Damage to flooded SF Tower may cost $20 million to repair

Flooding at 100 Van Ness in San Francisco in Hayes Valley caused damages estimated at $20 million, according to a source familiar with the police report filed against the tenant that allegedly sparked the incident.

The flooding began last Tuesday, October 11, when a riser – a high-volume valve used to connect fire hoses to the building’s water supply – was reportedly vandalized on the skyscraper’s 11th floor. of 29 floors, sending a huge wave of water through the corridors and down to the ground floor. A resident who spoke to SFGATE described wading through water in the lobby early Tuesday morning.

The San Francisco District Attorney’s Office charged a tenant of the building with criminal vandalism and resisting arrest in connection with the broken pipe; firefighters and the defendant’s attorney said the man was suffering from a mental health crisis at the time of the incident. Several 100 Van Ness tenants who virtually attended a hearing last Friday confirmed that the prosecutor told the court that the building’s owner, Emerald Fund, claimed the damage would cost $20 million to repair. The defendant was referred to a pre-trial diversion program for a mental health evaluation and is currently being held without bail, with the option of applying for bail at a later date, according to court documents reviewed by SFGATE.
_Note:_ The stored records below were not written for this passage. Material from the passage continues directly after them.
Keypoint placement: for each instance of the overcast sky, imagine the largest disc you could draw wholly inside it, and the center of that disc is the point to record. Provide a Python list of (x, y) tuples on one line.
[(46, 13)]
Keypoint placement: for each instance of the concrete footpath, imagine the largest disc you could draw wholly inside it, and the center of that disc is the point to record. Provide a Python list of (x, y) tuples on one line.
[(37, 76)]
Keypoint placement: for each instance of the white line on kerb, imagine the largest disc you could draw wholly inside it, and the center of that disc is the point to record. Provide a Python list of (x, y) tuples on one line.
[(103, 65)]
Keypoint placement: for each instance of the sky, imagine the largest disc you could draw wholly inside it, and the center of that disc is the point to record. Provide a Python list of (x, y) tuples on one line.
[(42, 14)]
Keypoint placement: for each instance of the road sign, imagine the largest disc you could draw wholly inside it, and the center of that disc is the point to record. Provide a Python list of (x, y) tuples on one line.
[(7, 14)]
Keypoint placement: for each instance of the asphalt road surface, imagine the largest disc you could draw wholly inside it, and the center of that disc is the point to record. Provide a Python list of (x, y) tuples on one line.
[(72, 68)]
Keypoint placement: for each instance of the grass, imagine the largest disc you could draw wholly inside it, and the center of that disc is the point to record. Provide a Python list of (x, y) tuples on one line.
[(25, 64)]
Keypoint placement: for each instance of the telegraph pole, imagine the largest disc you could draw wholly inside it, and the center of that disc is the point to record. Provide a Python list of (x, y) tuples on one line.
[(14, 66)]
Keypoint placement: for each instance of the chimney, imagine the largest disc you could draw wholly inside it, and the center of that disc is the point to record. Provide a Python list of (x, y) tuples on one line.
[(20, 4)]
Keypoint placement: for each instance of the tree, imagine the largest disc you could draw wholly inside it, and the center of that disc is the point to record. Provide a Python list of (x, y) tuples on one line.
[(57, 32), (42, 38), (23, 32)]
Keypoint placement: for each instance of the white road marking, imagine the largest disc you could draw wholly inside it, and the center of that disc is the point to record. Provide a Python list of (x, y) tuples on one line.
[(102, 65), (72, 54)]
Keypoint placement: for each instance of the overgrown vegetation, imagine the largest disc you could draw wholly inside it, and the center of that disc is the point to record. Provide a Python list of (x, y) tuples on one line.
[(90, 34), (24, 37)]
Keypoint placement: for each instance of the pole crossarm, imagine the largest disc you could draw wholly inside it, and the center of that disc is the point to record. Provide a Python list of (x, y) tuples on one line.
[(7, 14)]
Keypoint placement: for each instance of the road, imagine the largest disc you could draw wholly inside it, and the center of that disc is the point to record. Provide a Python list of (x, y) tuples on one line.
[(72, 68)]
The floods have caused a litany of serious problems, many of which remain unresolved. At least 50 homes were evacuated, including the 16 homes on the 11th floor. According to reports from the San Francisco Building Inspection Department, 90 of the building’s approximately 400 units may eventually need to be evacuated. Building management provides displaced residents with temporary off-site housing.

A photo of the aftermath of the flooding on the 11th floor of 100 Van Ness, taken October 12.

Alex Shultz/SFGATE

To deal with the water damage, which eventually reached the basement garage, building management hired a disaster restoration company, which brought in dozens of powerful fans and other equipment to start cleaning. Tenants posted photos to a private Facebook group showing carpets ripped from common areas on lower floors.

Residents of the 29-story building spent five days last week without a single working elevator. Although management offered tenants $300 hotel vouchers until elevator service was restored, some tenants told SFGATE they were unable to make the long ride in the fire escapes, effectively leaving them stranded in their units. On Saturday, one of the elevators was reopened, although residents have since complained on Facebook that it was unreliable and periodically broken down.

100 Van Ness was originally built in the 1970s as an office building and was converted into a residential tower at a cost of approximately $200 million in 2013. The building opened to tenants in 2015.